Immunodeficiency and autoimmunity are strong B-cell lymphoma risk factors (1). B-cell lymphoma development has been linked to aberrant B-cell activation in response to several infections (2, 3). Further evidence that sustained B-cell activation plays a role in B-cell lymphoma development is provided by eight prospective studies showing associations between elevated blood concentrations of B-cell activation markers, including soluble (s)CD23, sCD27, sCD30, and CXCL13 and subsequent B-cell lymphoma risk among the general population (4–11). Other immune markers, such as sTNF-R1, have been less consistently associated with B-cell lymphoma risk (12). sTNF-R1, sCD27, and sCD30 are soluble forms of receptors of the TNF receptor superfamily.

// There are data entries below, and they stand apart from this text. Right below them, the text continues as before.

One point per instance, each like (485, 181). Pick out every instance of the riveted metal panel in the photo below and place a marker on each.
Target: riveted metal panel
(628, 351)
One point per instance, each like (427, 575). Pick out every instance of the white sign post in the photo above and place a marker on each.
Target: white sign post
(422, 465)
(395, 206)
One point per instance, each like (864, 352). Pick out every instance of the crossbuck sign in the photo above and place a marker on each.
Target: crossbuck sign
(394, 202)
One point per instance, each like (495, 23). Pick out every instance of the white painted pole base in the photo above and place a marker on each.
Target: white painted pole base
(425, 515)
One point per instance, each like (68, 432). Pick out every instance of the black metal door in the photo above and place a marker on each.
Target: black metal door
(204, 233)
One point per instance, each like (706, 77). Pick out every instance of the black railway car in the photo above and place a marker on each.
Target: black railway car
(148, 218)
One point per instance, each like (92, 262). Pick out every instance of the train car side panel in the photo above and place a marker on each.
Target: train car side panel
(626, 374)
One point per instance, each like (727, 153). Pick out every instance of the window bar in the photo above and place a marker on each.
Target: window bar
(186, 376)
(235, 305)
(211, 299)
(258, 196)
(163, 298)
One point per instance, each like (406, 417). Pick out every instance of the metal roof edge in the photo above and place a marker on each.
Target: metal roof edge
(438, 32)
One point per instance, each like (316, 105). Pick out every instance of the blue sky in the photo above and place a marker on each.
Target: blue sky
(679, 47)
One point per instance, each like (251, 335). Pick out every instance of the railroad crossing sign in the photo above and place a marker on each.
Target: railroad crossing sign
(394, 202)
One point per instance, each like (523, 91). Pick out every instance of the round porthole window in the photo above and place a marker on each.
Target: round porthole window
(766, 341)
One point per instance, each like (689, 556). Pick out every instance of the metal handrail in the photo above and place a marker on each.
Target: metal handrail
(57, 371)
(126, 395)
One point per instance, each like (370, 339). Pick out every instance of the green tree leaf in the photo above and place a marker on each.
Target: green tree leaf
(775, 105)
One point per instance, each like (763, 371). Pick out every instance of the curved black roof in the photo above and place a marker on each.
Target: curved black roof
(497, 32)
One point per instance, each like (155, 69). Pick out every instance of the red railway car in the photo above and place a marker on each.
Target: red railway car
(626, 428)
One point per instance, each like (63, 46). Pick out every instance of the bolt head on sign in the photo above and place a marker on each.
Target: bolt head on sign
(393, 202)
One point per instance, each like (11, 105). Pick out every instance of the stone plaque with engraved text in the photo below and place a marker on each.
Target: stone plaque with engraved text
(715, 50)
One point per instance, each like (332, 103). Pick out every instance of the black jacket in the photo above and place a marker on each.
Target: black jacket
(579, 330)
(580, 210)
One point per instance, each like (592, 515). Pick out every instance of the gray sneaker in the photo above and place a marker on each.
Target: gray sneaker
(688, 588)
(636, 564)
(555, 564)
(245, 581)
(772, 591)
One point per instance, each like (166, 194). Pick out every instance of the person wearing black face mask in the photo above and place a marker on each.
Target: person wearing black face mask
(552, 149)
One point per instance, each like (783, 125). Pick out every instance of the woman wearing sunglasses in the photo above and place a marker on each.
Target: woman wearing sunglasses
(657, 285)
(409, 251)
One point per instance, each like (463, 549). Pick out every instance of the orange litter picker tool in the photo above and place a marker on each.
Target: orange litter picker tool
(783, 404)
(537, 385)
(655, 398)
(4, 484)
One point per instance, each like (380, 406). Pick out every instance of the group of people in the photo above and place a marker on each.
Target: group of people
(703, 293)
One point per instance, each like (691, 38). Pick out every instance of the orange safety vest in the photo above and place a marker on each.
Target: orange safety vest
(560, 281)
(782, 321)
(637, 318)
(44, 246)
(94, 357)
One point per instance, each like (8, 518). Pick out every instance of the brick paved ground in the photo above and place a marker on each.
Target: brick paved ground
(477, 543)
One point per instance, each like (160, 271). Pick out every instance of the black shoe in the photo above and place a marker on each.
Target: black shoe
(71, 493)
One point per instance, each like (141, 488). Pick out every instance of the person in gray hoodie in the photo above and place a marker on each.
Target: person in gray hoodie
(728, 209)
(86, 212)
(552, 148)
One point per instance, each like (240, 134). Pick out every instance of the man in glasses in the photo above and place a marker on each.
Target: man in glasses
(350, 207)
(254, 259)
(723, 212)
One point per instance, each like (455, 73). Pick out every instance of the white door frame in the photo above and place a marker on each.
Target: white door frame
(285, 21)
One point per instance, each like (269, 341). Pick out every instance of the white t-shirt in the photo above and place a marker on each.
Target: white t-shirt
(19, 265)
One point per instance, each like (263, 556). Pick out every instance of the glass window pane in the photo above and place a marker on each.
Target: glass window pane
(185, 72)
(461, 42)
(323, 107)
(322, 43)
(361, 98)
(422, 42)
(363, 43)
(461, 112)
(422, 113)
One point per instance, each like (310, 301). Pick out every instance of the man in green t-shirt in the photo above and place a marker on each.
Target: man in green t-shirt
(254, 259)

While sTNF-R1 mediates TNFα effects (13), both sCD27 and sCD30 have a crucial role in regulating cellular activity in subsets of T-, B-, and natural killer cells (14, 15). The soluble form of CD23, which is a Fc receptor for IgE, is released from activated B cells and is itself a stimulator of B-cell proliferation, inducing antibody class switching (16). CXCL13, the ligand of CXCR5, is a homeostatic chemokine that partly regulates B-cell trafficking (17).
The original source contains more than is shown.